What comes after third world levels of financial inequality? A third world politics.

Collapsing infrastructure. Frequent gun massacres. Political division and growing discontent. The signs are already all around us and they are telling us something very unsettling about the future, but whether we want to see it or not is up to us.

Let's start with the nations spiraling gun massacres, because where else should we start? On the anniversary of Sandy Hook, when a heavily armed 20-year-old killed 20 children between six and seven years old (and six adults) President Trump decided the thing to do was to host Wayne LaPierre, the CEO of the National Rifle Association, at a Christmas party at the White House, on the very day.

The gesture spoke for itself. After each new gun massacre in the nation LaPierre and the NRA have opposed all talk of stricter gun-control legislation, arguing that what the nation actually needs is more military grade semi-automatic rifles on the streets, not less.

The only thing to do about our rapidly filling graveyards is to whistle past them in other words. 

LaPierre and his organization are increasingly making America look like an irredeemable basket case, they are also making life here an increasingly anxious crapshoot, yet the president invites him to tea?

Then look at our crumbling bridges, freeways, railways and subways. The latter two are mostly a 19 century technology that hasn't seen adequate national upgrades to cope with the growing demands of the 21st. But nationwide safety improvements require Congressional action, and time and again our deadlocked political parties have refused to sign the bills that would allow them to happen.

In 2007 for example, Congress finally passed a law mandating positive train control, but then President George W. Bush refused to sign it because gridlock rules Washington, government doesn't.

Then look at our crumbling airports. The Society of Civil Engineers have already given them a cumulative D grade because of their systemic delays and congestion. This week a power blackout at Atlanta's airport quickly turned it into a dysfunctional nightmare, after a power loss grounded all flights and left thousands of passengers to sleep in the darkened atriums at the world’s busiest airport. They looked like exhausted refugees coming to America, not citizens just trying to get home.

Unfortunate incidents like these are trending upward, not down. We have descended into the worst infrastructure of the world's modern nations.

Given that we now have all the main signifiers of a third world infrastructure it is inevitable that we have the divided economy and third world politics that accompany them.

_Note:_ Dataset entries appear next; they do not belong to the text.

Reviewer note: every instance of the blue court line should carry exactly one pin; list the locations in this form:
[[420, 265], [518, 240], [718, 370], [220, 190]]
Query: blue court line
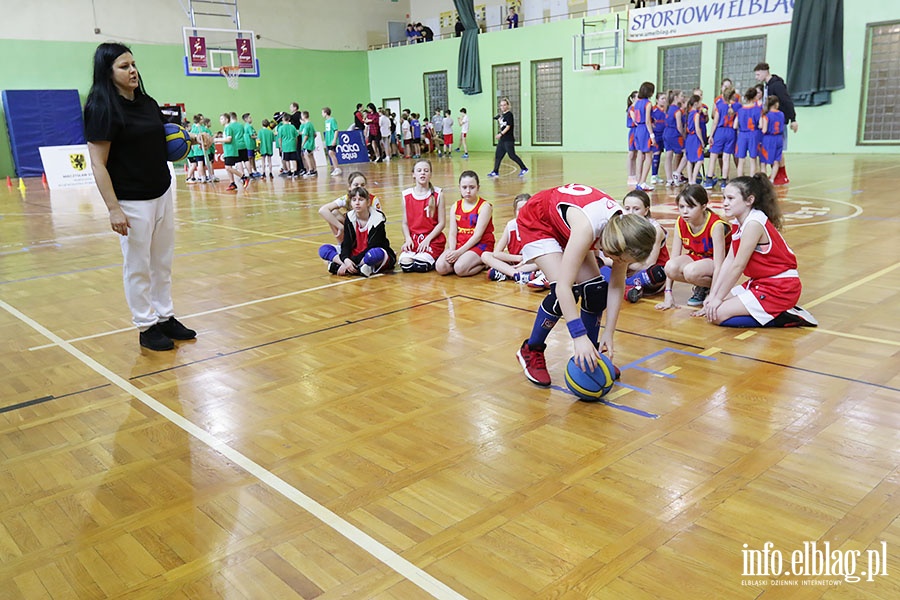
[[630, 409], [191, 253], [651, 371], [665, 350]]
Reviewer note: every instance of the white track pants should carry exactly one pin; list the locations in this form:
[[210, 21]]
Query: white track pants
[[148, 250]]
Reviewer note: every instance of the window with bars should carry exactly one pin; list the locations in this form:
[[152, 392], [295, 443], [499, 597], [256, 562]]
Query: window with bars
[[736, 59], [436, 93], [878, 123], [508, 84], [679, 68], [546, 118]]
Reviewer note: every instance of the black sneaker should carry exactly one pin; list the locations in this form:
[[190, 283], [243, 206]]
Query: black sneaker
[[154, 339], [698, 296], [174, 329]]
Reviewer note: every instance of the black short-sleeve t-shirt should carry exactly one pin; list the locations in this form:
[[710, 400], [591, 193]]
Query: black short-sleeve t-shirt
[[506, 119], [137, 152]]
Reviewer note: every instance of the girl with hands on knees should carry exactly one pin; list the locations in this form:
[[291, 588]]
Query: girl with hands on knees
[[471, 231], [423, 222], [699, 256], [365, 249], [769, 297]]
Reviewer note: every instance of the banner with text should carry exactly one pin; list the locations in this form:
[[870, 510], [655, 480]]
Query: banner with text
[[351, 147], [694, 17], [67, 166]]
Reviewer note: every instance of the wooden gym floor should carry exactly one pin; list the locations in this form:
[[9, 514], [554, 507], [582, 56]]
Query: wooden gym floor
[[349, 438]]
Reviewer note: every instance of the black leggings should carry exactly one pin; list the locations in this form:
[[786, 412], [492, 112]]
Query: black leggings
[[506, 147]]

We have even elected an autocratic celebrity "strong man" to oversee it all.

Donald Trump came to Washington D.C. after running a populist campaign. But once he reached Washington the weather changed. There is something wrong with a political system where the presidency is won on a bluntly populist message but the resulting policies turn out to be unadulterated plutocracy, and where calls to Drain The Swamp quickly turn into tax breaks for the one percent and the president’s own family.

Again, if your nation has third world levels of inequality, you will soon have a third world politics to match it.

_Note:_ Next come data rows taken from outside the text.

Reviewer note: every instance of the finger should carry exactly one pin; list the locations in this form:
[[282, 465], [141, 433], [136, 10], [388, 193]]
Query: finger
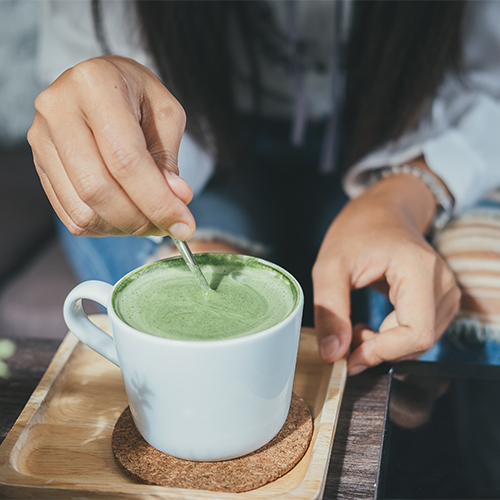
[[179, 187], [80, 219], [93, 183], [408, 331], [332, 311], [123, 147], [447, 310], [361, 333]]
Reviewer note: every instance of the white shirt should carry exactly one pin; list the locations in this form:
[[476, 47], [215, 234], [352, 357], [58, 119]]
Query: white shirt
[[459, 135]]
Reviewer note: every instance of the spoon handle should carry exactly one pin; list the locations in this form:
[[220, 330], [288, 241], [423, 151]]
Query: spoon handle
[[188, 257]]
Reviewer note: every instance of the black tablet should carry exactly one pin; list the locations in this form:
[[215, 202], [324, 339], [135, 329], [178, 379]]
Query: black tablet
[[442, 433]]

Just 33 percent of Americans say they favored the Republican tax bill. Fully 55 percent opposed it, and their disapproval grew by 10 points since early November. 66 percent say the new tax bill clearly favors the wealthy over the middle class.

Americans aren't stupid, in other words. The majority of us can see this tax scam bill for what it is, a historic piece of class warfare where the rich fleece working Americans, sending them the bill over decades in exchange for their even bigger slice of the pie.

Everywhere we look these days the squeeze is on working people. Wages have stayed stagnant as profits have exploded for company heads, year after year. Meanwhile education costs have doubled and tripled but the low pay work opportunities for millennials and recent graduates prevents them from even moving out of their parents homes.

Everywhere you go this week the shops will be pumping out Christmas songs hoping to inspire you to splurge. But the public mood in America does not match the seasonal music because most know we just witnessed a historic heist, an unprecedented money grab by the richest, at the expense of everyone else.

The most tragic part of this tax bill is that millions of people who will be the hardest hit by it actually voted to enable it to happen.